What we learned was this:

It is okay to grieve. No matter how a loss has occurred..people need to deal with it in their own way, at their own speed. Depending on the individual, the entire process can take two years, according to psychologists. But if the grief is accompanied by continuing depression, and inability to cope with daily life, that person too, needs help.

Talking helps. It doesn’t have to be a therapist. It can be a neighbour, friend, relative, or anyone you’re comfortable with. And for friends of the deceased or their family- please, don’t’ act as if the person never existed. Death, and suicide in particular makes a lot of people uncomfortable. But you don’t have to talk about the details. Memories are what keeps that person alive for those who loved them, and sharing yours can be an immeasurable gift.

Crying is allowed. Tears are cathartic, even when it feels like you have none left. They are a physical outlet for the emotional pain. Grief kept inside and dwelled on, can add to the stresses of everyday life, and result in an inability to deal with the outside world.

Laughing is also allowed. You can smile. It does not in any way, diminish the love you had for someone, to be amused by a joke, or a pet, or a memory of the person who died.

It is okay not to understand. While we have to accept the physical reality of a person’s death, and absence from our lives, it is okay not to continually seek the reason why it happened, until you have an answer. Focusing on this, can lead to emotional problems of your own when frustration and depression set in. Faith can play a major part in healing. How your faith deals with the act of suicide can be discussed with your pastor/minister.

You are not responsible. Guilt is a powerful emotion. In looking for a reason we look for someone to blame. And it’s often ourselves. For not listening. For not seeing someone had a problem. For not doing something concrete to stop them..even when there was no warning. Every person is an individual, and makes choices. Sometimes those choices are very bad, and even fatal ones. But we are all human. It is impossible to know what is going on in another person’s mind. When a person does show signs of depression or potentially suicidal behaviour, there are measures to take. But if they fail, it is not because of you.

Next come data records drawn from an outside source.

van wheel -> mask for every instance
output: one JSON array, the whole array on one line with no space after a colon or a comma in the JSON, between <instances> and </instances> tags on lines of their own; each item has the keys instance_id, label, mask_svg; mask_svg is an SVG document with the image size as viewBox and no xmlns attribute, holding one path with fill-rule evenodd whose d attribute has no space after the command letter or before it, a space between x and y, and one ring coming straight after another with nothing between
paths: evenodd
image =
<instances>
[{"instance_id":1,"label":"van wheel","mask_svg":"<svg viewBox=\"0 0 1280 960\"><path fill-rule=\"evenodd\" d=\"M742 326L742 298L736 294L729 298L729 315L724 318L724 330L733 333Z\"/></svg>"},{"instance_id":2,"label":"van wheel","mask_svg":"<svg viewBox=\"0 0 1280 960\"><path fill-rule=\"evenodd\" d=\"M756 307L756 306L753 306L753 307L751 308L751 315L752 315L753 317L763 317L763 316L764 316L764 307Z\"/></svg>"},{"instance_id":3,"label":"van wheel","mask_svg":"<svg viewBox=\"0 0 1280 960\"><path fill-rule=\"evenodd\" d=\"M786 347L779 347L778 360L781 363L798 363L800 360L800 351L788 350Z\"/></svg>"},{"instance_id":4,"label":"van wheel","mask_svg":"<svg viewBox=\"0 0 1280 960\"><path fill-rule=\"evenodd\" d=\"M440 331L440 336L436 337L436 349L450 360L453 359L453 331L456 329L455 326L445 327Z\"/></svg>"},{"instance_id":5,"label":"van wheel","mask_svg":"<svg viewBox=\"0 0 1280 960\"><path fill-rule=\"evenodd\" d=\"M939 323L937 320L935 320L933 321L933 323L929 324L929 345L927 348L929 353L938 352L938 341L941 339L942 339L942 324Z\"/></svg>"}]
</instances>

Don’t allow grief or guilt, to ruin friend/relationships. We all deal with our emotions in different ways. Sometimes those ways are hurtful to others, who may perceive that you are pushing them away. Have patience with the bereaved. Stay in touch, but don’t overwhelm them. Let them know you are there. Do small kindnesses like errands. Call them when you don’t hear from them. And listen when you do.

There are resources out there to help those touched by suicide. is a list of links to information sites on various aspects of suicide. is the website of Suicide Awareness/Voices of Education, a support group for survivors. For more personal support group contacts in your area, call the American Associaton of Suicidology at 1-202-237- 2280

A lost loved one lives forever in our memories. Jake died two months before his fifteenth birthday. He was laid to rest, 12 years after he died, in the arms of his mother, following her death from cancer.